Server for DB/Stats

Discussion in 'Hardware' started by sle, Dec 23, 2011.

  1. sle

    sle

    I am try to buy a server to use for data storage and statistical models. Since I am not a great hardware maven, I could use some advice. Here are the basic inputs:

    (1) going to collocate it. Not nessesarily in any R/T collocation facilities, but away from my home to increase redundancy

    (2) OS is probably going to be some sort of LINUX, most probably RedHat or maybe one of the Debian flavors

    (3) Database will consist of 1-min data for global equities and futures/indices plus EOD data for options and corporate bonds. So we are talking about 5+ TB of data if I had to guess

    (4) A fair number of updates are going to happen in real time, but I am not leveraged on latency or speed of updates

    (5) Every now and then the server will run rather large statistical calculations and the data sets have to be memory-based, so I recon I'd need 5+GB ram

    (6) I am paying for this out of my own pocket, so I have to control the costs (I know I can buy a 32GB/10T dell server for 10k)
     
  2. I sent you two PMs - I sell traders VMs exactly what you describe.
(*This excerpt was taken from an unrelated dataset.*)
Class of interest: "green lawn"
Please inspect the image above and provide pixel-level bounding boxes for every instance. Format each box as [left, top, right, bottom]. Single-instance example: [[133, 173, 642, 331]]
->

    You have a few mis-conceptions though. your tick database can be anywhere. the daily config files are less than 2mb. you can host data anywhere in the world and not need colo.

    you said colo for redundancy - why not have a second box at home. if your house burns down are you really going to worry about the strategy>?
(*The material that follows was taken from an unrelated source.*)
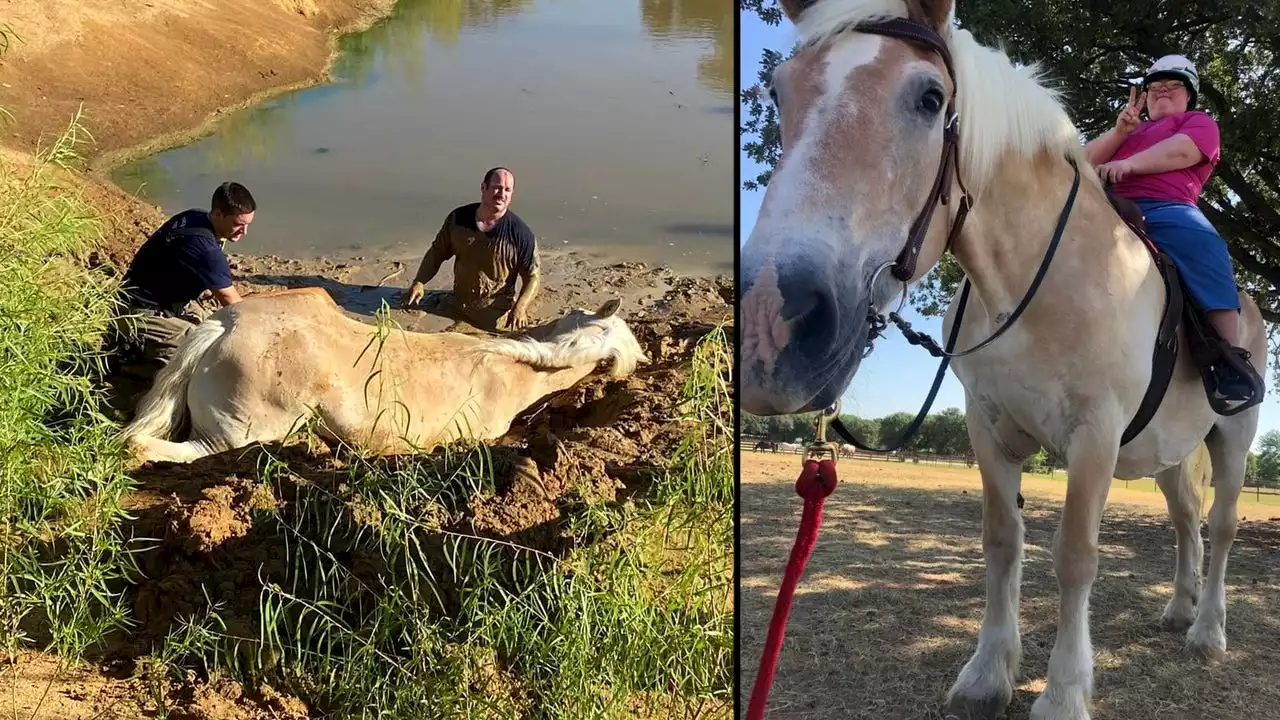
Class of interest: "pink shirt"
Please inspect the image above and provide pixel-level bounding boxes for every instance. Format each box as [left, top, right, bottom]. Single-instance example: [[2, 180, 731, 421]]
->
[[1111, 110, 1221, 205]]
    in terms of HW, run a Linux Server LTS OS - 10.0.4 or whatever the latest ubuntu OS is. put it on a dual-core @ 3.2-4.0ghz with 3gb RAM and you'll be fine - NICs are what you will worry about next.

    OS: RedHat, Debian.... good luck & more power to you.... Ubuntu Server LTS is what I see more than not.

    you are looking at 25-30TB of data and you have no idea how to store or manage it.

    #4 i have no idea what you are talking about please describe

    #5 - ram is sized to system I/O. 12-24gb DDR3 is cheap these days, especially in a VM.

    don't ever buy that crap from Dell - buy barebones on ebay or buy from dell factory (or buy Super Micro) but don't ever buy new dell stuff.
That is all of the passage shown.